Un collégien dont l’un des deux parents au moins est diplômé de l’enseignement supérieur a presque trois fois plus de risques d’appartenir à la catégorie des élèves en difficultés lorsque ses parents sont séparés (ils sont 28 % d’élèves en difficultés dans ce cas) que lorsque ses parents vivent ensemble (9,5 % d’élèves en difficultés dans ce cas). Lorsque l’on regarde dans le détail, on s’aperçoit que c’est surtout le diplôme paternel dont les effets semblent amoindris par la séparation : 12,6 % des collégiens issus d’un père détenant au moins le baccalauréat appartiennent à la catégorie des élèves en difficultés lorsque les parents vivent ensemble contre 34,8 % des collégiens de même origine lorsqu’ils sont séparés. Cet affaiblissement très net de l’effet du diplôme du père en cas de séparation tient pour une large part au véritable éloignement du capital paternel qui peut s’opérer dans ce cas. En effet la très grande majorité des enfants de parents séparés vivent avec leur mère (seul 10 collégiens sont déclarés comme vivant chez leur père contre 118 chez leur mère, sur les 128 couples désunis de notre enquête). […]

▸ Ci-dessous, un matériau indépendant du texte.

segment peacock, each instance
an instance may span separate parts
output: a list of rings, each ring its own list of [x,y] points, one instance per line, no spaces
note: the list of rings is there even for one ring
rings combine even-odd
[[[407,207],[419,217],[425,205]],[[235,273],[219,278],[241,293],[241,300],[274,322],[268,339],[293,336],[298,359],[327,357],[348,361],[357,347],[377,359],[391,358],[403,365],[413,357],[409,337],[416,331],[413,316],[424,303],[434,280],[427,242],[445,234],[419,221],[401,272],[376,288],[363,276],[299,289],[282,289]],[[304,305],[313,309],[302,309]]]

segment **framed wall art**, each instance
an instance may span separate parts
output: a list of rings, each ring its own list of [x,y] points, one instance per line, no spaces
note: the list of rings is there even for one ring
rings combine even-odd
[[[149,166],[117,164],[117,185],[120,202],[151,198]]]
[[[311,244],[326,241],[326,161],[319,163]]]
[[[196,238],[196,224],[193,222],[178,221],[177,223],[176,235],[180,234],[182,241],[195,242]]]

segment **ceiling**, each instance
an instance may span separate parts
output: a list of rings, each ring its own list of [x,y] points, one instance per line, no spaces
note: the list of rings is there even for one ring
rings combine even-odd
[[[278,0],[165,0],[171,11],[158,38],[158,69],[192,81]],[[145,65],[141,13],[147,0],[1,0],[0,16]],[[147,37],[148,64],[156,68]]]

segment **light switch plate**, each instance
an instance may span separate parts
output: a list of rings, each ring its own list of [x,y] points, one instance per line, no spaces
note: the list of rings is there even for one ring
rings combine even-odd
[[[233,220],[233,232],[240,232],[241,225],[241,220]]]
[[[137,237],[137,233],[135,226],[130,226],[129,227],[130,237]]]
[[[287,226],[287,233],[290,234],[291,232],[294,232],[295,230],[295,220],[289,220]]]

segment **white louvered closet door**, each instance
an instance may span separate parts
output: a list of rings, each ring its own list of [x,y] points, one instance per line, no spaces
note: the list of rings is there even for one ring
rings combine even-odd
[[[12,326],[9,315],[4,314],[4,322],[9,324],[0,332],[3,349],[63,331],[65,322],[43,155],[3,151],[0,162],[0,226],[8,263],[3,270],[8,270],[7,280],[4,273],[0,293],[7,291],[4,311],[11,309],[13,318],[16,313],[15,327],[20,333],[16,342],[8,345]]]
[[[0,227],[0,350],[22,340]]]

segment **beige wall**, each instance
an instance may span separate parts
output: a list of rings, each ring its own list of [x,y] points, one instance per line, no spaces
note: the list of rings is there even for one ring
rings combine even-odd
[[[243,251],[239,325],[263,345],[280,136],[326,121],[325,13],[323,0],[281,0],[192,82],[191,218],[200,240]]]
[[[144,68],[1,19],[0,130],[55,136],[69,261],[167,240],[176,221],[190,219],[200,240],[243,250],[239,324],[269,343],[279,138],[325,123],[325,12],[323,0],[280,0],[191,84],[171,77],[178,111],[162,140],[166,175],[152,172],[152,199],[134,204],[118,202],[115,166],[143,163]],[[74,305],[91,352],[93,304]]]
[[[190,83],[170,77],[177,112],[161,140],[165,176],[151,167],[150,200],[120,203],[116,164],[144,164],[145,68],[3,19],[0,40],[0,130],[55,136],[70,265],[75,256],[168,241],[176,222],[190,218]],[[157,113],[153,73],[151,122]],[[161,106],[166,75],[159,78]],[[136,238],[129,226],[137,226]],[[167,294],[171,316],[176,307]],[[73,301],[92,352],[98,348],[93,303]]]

La solitude éducative, l’absence de relève ou de soutien régulier dans ce domaine des mères de Jérémie Garon, de Fabien Bayard et de Thibault Roland, en particulier, rendent raison du fait qu’elles « relâchent » par moments leurs efforts de régulation des activités enfantines dans des domaines différents (usage de la télévision le soir, horaires de sorties, manières de s’exprimer). Souvent rapportées à un épuisement dans la gestion des différentes tâches qui leur incombent (« Mme Bayard : c’est vrai que quand on rentre du travail, on est un peu fatigué, et des fois on cède (bas). »), ces moments de « faiblesse » peuvent aussi être directement reliés à l’absence de l’autre parent (« Mme Delorme [la mère de Jérémie] : C’est toujours pareil, on n’est pas deux, quoi, à le faire. Je suis la seule, si y’a un problème, c’est moi. [..] Quand on est deux à les élever, on peut faire attention beaucoup plus que… »). Ainsi l’affaiblissement du signal peut-il aussi tenir à certaines formes d’épuisement de ceux qui l’émettent.
Source : Gaële Henri-Panabière, « Élèves en difficultés de parents fortement diplômés. Une mise à l'épreuve empirique de la notion de transmission culturelle », Sociologie, 2010
Questions :
1/ Pourquoi les difficultés scolaires d’un collégien dont les parents sont diplômés du supérieur peuvent-elles être considérées comme paradoxales ?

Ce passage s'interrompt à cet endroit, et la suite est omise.